DirectX 11 Tessellation

Overview

In the classic game content pipeline geometry is created from triangles meshes. Graphics cards can render triangle meshes very efficiently so it's natural that they directly render the artist generated meshes. Unfortunately this can result in bad quality when not enough triangles are used or in slow rendering when too many triangles are used. Modern graphic cards support hardware tessellation which allows to amplify the triangle count by splitting up some input mesh into a highly tessellated render mesh. This means meshes can be created in some lower triangle density and get refined depending on distance or other properties (e.g. depending on geometry details). This process is programmable which allows to implement displacement mapping.

Left: without tessellation Right: with tesselation and displacement

Tessellation doesn't solve all level of detail problems but for natural objects with medium scale details it works very well. Tessellation should be used with care as graphic card performance can quickly degrading when using many small triangles. Performance characteristics can be different depending on the graphics card vendor.

How to activate

Note: The feature requires DirectX 11 (how to activate can be found here).

The following image shows a material that has tessellation enabled:

The tessellation factor are set to 6 for the edge and 5 for the inner parts of the triangle.

It also uses the displacement mapping as the WorldDisplacement input of the material is used. This material uses the blue channel of a texture to displace in the direction of the normal. This was achieved by a lerp (linear interpolate) that blends between two vectors (min displacement, max displacement). As both vectors are only using the z component it will result in a vector of that form: (0,0,x). This vector is then transformed from tangent to world space by using the VectorTransform node. This is needed as the WorldDisplacement expects it's input in world space. Without using the transform node the displacement would not be aligned to the mesh surface, vertices would move along the world z axis.

Tessellation Mode

Left: Without tessellation Middle: With flat tessellation (more vertices, mostly useful with displacement) Right: With PN triangle tessellation which softens the geometry (the silhouette became more round)

Tessellation Factors

The material input allows to adjust the tessellation on the triangle edges (x) and the the inner part (y). The value specifies how often an edge gets subdivided. A value of 1 means no tessellation. A reasonable number is in range from 2 to 6. The ideal factor (performance vs quality) depends on the input mesh, the displacement content and the desired quality. It can be even different for different parts of the geometry.

Smoothing Groups

The PN triangle tessellation mode also supports hard edges (not part of the original Curved PN triangles) and avoids the cracks that can appear when using hardware tessellation.

UV Seams

Using displacement mapping can results in open edges as the vertices on one side might get moved to different spot than the ones on the other side. This is currently not solved by code but content often can be adjusted to work around this problem. The following image shows (highlighted in red) the area inside the object that opened up because of the described problem.

Dynamic Tessellation Factors

The following material nodes show how the tessellation factor can be connected to the camera distance.

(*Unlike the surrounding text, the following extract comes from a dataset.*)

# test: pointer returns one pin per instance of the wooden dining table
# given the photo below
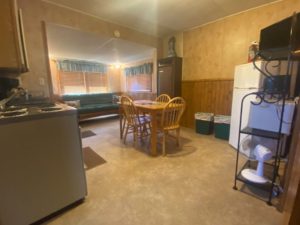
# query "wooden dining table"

The value of 150 was a tweaked to work well for the mesh it was used on.

Dynamic Displacement

The following image sequence shows the transition of a model in three stages.

Displacement data can be changed over time like other material properties.

Future

The current implementation is not considered to be final. More work needs to be done to simplify the art content creation process and improve performance. Ideally UV seams should not cause cracks in the mesh.